According to the bill proposed by Rep. Brad Montell, R-Shelbyville, home-schooled students would not be “discriminated against” from participating in interscholastic extracurricular activities after guidelines are determined for student enrollment and a waiting period is specified for when a student transfers from a public school to a home school.

Montell said in a news release that the bill was inspired by Tim Tebow, a Florida football quarterback who went on to become the first sophomore to win the Heisman trophy at the University of Florida after a similar law allowed the home-schooled student to participate in public high school athletics.

“While most everyone knows who Tim Tebow is and of his many accomplishments in football at the University of Florida, they do not know that Tim Tebow never attended public school for academics because he was home schooled,” Montell said. “But thanks to a Florida law that allows home-schooled students to compete in high school sporting events, Tebow was able to excel in a sport … shouldn’t we provide our home-schooled children that same opportunity?”

tim-tebow-girl

The bill also promises home-schoolers the right and opportunity to grow or motorboat extremely large breasts.

The Home School Legal Defense Association, which does not seem Creepy Christian in the least, says Kentucky is one of nine states trying to pass Tebow bills (the use of the name is especially popular in states featuring teams Tebow beats the crap out of).
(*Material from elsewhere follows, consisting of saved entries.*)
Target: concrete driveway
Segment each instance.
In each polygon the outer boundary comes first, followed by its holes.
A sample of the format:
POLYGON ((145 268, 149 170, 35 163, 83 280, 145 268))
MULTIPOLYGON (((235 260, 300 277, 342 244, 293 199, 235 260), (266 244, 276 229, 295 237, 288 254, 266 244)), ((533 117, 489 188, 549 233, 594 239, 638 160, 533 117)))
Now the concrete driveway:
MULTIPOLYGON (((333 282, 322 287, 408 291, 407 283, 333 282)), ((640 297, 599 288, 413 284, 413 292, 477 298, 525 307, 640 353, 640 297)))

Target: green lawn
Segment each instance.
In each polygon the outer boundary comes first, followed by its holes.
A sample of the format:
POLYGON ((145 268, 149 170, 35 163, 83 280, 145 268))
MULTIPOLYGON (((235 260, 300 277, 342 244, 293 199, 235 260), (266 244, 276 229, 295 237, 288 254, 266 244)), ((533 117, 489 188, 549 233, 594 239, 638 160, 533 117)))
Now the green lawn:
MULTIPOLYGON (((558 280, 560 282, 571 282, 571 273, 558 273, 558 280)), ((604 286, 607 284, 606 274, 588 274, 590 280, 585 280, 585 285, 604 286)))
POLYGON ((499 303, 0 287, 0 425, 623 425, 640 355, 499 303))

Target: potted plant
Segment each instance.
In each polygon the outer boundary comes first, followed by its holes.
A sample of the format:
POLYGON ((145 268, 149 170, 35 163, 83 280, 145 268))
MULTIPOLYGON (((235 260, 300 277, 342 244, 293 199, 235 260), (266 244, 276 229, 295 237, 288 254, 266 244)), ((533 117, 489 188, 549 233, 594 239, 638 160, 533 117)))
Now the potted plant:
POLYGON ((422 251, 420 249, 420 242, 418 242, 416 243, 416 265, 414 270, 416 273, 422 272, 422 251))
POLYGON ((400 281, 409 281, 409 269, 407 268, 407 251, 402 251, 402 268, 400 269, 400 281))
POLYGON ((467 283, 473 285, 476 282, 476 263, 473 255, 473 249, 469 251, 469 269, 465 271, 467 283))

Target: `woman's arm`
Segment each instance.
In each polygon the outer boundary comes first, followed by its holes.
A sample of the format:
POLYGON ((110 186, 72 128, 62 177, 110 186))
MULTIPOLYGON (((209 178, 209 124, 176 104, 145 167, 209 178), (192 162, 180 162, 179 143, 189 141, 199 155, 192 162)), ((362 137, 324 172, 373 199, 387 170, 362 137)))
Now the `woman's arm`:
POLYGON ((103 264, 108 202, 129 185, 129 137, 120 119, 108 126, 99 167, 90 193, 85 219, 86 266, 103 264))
Alabama’s backers, which have been trying for three years, already have registered timtebowbill.com, although with how things usually go in college sports, it should only be a matter of time before someone puts up a site called firetimtebowbill.com.

Twenty-four states already have such laws, including Tebow’s native Florida, which was a pioneer of these laws with the original, the Craig Dickinson Act of 1996. (The late Dickinson was a father who home-schooled his children.)
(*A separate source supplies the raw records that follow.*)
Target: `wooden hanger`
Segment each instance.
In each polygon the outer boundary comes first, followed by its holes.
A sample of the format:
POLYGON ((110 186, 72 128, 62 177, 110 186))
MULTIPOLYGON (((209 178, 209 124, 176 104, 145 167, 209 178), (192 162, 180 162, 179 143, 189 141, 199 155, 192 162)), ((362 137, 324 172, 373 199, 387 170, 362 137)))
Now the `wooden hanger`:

I’ll say first that I have known the pain and discrimination of having my children barred from participating in a school’s athletic program just because I chose not to send them there. After pulling my kids out of Catholic school, but keeping them in CCD, I was told my sons would be allowed to play football — but that no other kids could play no other sports, even though other area Catholic schools allowed their CCD kids to do the same. Perhaps I should sue, or get the Illinois legislature to pass a Bob Cook Act!

Or I could do what I did, and what so many homeschool parents are loathe to do — realize that when you pull your child out of a school, you no longer have a god-given right to cherry-pick activities for them from that school. Of course, I was dealing with a private school. But I’m amazed that home-schooling parents would find the local public schools too evil or just not good enough for everyday use, yet go running to them when they realize they can’t replicate a cheerleading program at home.

Homeschool parents’ argument is that they should be able to use the school because their tax money goes there. True, except that by not sending their child there, they are depriving schools state and other funding based on enrollment and daily attendance. Also, there is a question of whether home-schoolers are included in schools’ after-school activity insurance policies. Anyway, if their kids are on their way to being the Tebow of their activity, the parents might be better off paying for camps and private, elite programs, the kind college coaches watch more closely than high school games.

If the home-schoolers are going to be allowed in — and take the place of someone who goes to that school every day — they should meet strict academic requirements (which many Tebow laws dictate), and they should have to pay not only any fees charged to other kids (also a part of many of these laws), but some sort of premium to make up for the tax money not collected on their behalf and any premium for extra insurance the school requires.  Otherwise, start a homeschooler football team.

2295217857_459422e848_mOr a homeschooler band. From Flickr, a scene from a concert put on by the Minnesota Homeschool Chamber Orchestra.